Artists often work alone; designers, not so. We need massive amounts of information and context to drive our decision-making. Include us in strategy meetings, send us the deck, and write a concise project brief—these are the ways to get the best out of your designer. A designer who works in isolation, who doesn't ask for context or push for stakeholder access, is a red flag.
Design thrives on measurement
Leaders get the most out of design when they define that outcome: user satisfaction through smoother experiences, faster deployment through a stable front-end UI kit, or the acceleration of new product concepts. The practice of identifying key metrics is what keeps an organization both innovative and performant.
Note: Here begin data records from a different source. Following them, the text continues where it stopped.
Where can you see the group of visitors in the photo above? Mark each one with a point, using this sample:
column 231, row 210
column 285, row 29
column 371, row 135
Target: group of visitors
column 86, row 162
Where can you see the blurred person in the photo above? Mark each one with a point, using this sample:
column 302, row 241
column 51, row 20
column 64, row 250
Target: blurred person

Where I’ve seen this work well was at HubSpot. Because our designers were partnered into internal Marketing teams (a transformation I led) they worked against pre-defined quarterly “MSPOTs” (mission, strategy, project, omit, and target). Targets are measurable outcomes used to hold the team—and its designer—accountable, and to track progress. One design-intensive experience, Make My Persona (designed by my team member David Carberry), resulted in a 200% increase in conversion.
Designers decide for the user
While designing, myriad decisions arise, sometimes every few seconds. Should the aesthetic be sober and trustworthy or organic and soft? Which font? How many screens? Where should the button go? Red or pink? Like art, design is crafting something real. But a designer is making something for someone else. And if we know how they (our users and stakeholders) think and feel, we can make those decisions on their behalf, crafting experiences that work for them.
Designers don’t decorate, they engineer. The experiences they build, whether it’s a mobile app or a hospital waiting room, are engineered to work for the people they serve. How well they work needs to be measured, and often, so a designer can understand if the decisions they made while crafting were the best ones. They’re usually not.
With the right metrics and measurement practices in place, your organization’s most important experiences can be continually perfected and shipped. Your role as a leader is to ensure that metrics are identified and measured, and the information is making its way to the designer in an accurate and timely fashion, so it can inform their craft.